Le Monde, Accusé de tortures, un diplomate tunisien échappe à la justice française, 05/03/2002 (Franck JOHANNÈS) : « Aziz a
appris à attendre sans colère. Le parquet et la police de Strasbourg ont réussi à laisser échapper l’homme qui l’avait laissé être
torturé 45 jours et qui a frappé sa femme à coups de bâton dans un commissariat de Tunisie. Avec l’appui de la Fédération
internationale des droits de l’homme (FIDH), la jeune femme avait porté plainte contre le tortionnaire, Khaled Ben Saïd, nommé
vice-consul de Tunisie à Strasbourg. La justice, après une molle enquête, a fini par prévenir le tortionnaire qu’elle allait l’arrêter : il a
disparu. [...]
[En 1991, Aziz avait enduré le supplice du] “poulet rôti”. On attache les poignets aux chevilles, on passe un manche de pioche sous
les genoux du “poulet”, qu’on pose entre deux chaises : le corps bascule vers le bas, les pieds en l’air. “Ensuite ils frappent avec un
bâton sur la plante des pieds, on sent les coups jusqu’au sommet du crâne”, souffle Aziz [... qui], libéré après un mois et quinze
jours de garde à vue, [...] s’enfuit à Paris. Où il retourne [un an] en prison : la police le soupçonne d’être un islamiste et l’arrête en
1995. Aziz découvre avec stupeur que le juge antiterroriste Jean-François Ricard travaille avec des rapports de la DST
tunisienne. »
[La plupart des Français ignorent eux aussi que leur police et leur justice coopèrent abondamment avec les pires polices politiques de la planète. Il
était naturel de se montrer prévenant envers le représentant strasbourgeois de l’État policier tunisien – « exemplaire », selon Jacques Chirac. Là
bas, le 11 octobre 1996, Ben Saïd avait convoqué au « commissariat de la torture » la femme d’Aziz, restée au pays.
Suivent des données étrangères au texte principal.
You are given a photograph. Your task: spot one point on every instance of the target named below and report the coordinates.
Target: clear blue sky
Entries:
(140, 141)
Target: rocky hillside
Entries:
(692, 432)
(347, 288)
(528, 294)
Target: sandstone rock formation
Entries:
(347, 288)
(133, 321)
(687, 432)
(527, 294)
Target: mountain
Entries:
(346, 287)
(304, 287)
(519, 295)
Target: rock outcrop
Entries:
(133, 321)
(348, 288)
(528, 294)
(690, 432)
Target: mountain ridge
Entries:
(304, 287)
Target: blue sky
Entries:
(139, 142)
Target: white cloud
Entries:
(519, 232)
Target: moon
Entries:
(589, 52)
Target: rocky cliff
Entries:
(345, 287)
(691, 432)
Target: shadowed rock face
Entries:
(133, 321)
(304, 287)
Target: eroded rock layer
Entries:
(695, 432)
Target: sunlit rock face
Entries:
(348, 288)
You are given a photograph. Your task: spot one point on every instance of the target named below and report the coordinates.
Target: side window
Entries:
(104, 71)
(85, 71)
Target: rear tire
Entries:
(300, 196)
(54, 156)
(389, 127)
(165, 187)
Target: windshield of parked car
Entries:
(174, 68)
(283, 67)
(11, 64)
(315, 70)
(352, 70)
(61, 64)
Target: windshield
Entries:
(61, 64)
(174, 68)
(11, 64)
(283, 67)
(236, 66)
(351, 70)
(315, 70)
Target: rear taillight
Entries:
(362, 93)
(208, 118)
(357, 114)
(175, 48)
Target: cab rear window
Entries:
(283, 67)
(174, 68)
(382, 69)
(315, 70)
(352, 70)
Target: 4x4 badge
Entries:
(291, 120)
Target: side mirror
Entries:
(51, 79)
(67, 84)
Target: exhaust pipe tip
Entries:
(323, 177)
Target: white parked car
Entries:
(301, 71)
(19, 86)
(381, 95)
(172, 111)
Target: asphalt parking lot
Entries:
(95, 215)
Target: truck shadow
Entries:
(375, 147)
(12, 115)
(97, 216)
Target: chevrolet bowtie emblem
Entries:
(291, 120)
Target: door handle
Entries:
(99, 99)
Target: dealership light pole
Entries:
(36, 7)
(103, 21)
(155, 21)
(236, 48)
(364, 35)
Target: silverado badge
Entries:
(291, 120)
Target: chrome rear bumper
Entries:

Il l’avait frappée à coups de
poing, fait déshabiller, puis ordonné à deux sbires de lui faire subir le “poulet rôti”. Moralité française, digne de La Fontaine : un an de prison pour le
torturé, liberté pour le tortionnaire.]

La Lettre de l’Océan Indien, Paris fait les yeux doux à Khartoum, 16/02/2002 : « [Le] ministre de la Coopération, Charles Josselin,
[...] a un faible pour les autorités soudanaises. [...] Le site Internet de l’ambassade de France à Khartoum [...] se réjouit du “dialogue
politique nourri et constant” avec ce pays et fait l’éloge du “rôle décisif de la France pour la levée des sanctions de l’ONU contre le
Soudan”. [...] Le forcing français pour que l’Union européenne décide, fin janvier, de reprendre l’aide financière au Soudan a [...] été
perçu comme frisant l’indécence par certains pays européens pourtant pas particulièrement hostiles au Soudan. »
[Paris témoigne depuis dix ans d’une affection extraordinaire envers une junte intégriste, méprisante pour les peuples périphériques, notamment
ceux du Sud pétrolier, laminé par la guerre civile. L’Union européenne va donc lui octroyer 155 millions € sur cinq ans, « alors qu’on voit les
dépenses militaires monter en flèche, que le budget de l’État n’a aucune transparence » (Vigilance Soudan, n° 110, 02/2002).]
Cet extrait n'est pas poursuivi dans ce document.